Fixation of complement

  • Can directly lyse cells
  • Sublytic doses also causes problems:
  • cytokine release
  • respiratory burst
  • arachidonic acid cleavage

C5a itself is a chemokine

Nucleated cells are more resistant to complement lysis

Why?

In general, unnucleated cells lack metabolic machinery (mitochondria + nucleus) to make new proteins.

1/ Complement regulating surface proteins CD55 - DAF (decay-accelerating factor), accelerates C3 convertase decay CD59 - protectin (), binds c8/c9 components of membrane attack complex (MAC)

2/ Can repair some membrane damange caused by MAC

Autoantibodies block receptors

Examples of either:

Agonist (Grave's disease). Thyroid-stimulating hormone (TSH) from pituitary is controlled by thyroid hormone. Autoantibodies directly stimulate thyroid receptor and prevent negative feedback.

Antagonist (myasthenia gravis). Muscle contraction inhibited by autoantibody inhibition of nicotinic acetylcholine.

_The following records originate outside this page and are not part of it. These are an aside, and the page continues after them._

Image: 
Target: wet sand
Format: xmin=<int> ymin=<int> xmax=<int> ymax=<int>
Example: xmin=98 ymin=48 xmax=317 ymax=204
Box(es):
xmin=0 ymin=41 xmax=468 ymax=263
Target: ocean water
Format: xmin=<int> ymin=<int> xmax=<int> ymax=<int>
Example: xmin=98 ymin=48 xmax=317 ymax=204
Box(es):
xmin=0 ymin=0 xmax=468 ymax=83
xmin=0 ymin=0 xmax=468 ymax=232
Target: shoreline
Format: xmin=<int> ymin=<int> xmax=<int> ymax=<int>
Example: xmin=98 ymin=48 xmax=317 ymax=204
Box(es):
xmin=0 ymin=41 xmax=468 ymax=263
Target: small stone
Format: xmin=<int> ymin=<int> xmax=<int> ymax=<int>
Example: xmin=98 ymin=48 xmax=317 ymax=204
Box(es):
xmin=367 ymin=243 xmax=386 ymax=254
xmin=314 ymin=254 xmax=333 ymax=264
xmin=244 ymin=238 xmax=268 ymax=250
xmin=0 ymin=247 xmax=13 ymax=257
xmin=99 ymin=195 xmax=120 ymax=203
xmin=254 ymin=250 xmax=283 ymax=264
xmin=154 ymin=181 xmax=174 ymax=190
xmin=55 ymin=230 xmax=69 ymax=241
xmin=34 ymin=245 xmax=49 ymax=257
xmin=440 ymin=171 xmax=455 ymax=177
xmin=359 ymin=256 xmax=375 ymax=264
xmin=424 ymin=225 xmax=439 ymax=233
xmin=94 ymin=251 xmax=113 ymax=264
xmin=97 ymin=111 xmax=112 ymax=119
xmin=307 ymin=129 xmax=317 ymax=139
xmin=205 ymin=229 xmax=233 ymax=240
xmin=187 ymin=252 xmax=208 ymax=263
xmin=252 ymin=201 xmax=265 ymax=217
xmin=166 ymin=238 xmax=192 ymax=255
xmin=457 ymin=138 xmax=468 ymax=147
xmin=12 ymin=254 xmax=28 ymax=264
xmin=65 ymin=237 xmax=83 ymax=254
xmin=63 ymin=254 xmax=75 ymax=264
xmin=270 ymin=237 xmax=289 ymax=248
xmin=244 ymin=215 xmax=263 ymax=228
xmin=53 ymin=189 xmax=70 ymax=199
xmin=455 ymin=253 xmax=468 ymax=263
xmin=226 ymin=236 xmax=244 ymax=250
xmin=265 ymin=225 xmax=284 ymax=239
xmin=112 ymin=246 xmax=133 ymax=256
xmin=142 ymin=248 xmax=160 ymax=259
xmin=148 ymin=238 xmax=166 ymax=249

Autoantibodies cause damage in ECM

  • Goodpasture's syndrome - type IV (basement membrane) collagen in renal glomeruli and pulmonary alveoli

Immune complexes:

  • serum sickness (overwhlemed by immune complex)
  • bacterial endocarditis (lodged in cardiac valve, unable to kill source)
  • mixed essential cryoglobulinemia
  • SLE

SLE main steps:

1/ Autoantibodies against proteins in nucleated cells ( 3 types:

  • nucleosome subunits of chromatin
  • spliceosome
  • ribonucleoprotein complex ) 2/ Complexes traffic to renal glomerular basement membrane 3/ Poor clearance (due to dysfunction of complement proteins and lack of opsonization)

Cryoglobulins, soluble antibodies because of hydrophobic regions or clumping, that precipitate in joints/tissue.

T cells in autoimmunity

Hard to study because adoptive transfer in people require MHC matching

Culture requires the exact tissue from patient presenting problematic antigen

MS

Multiple sclerosis is a response against nervous system myelin angitens:

  • myelin basic protein MBP
  • proteolipid protein PLP
  • myelin oligodendrocyte glycoprotein MOG

These live on oligodendrocytes (support glial cell that maintain myelin sheath).

1/ Initial antigen stimulus 2/ BBB is "opened up". Epithelial cells lose tight junctures in response to inflammation and express adhesion molecules 3/ Rolling and entering (diapedesis) 4/ Re-encounter antigen

The plaques come from combination of demylenation and astrocyte proliferation / ECM production.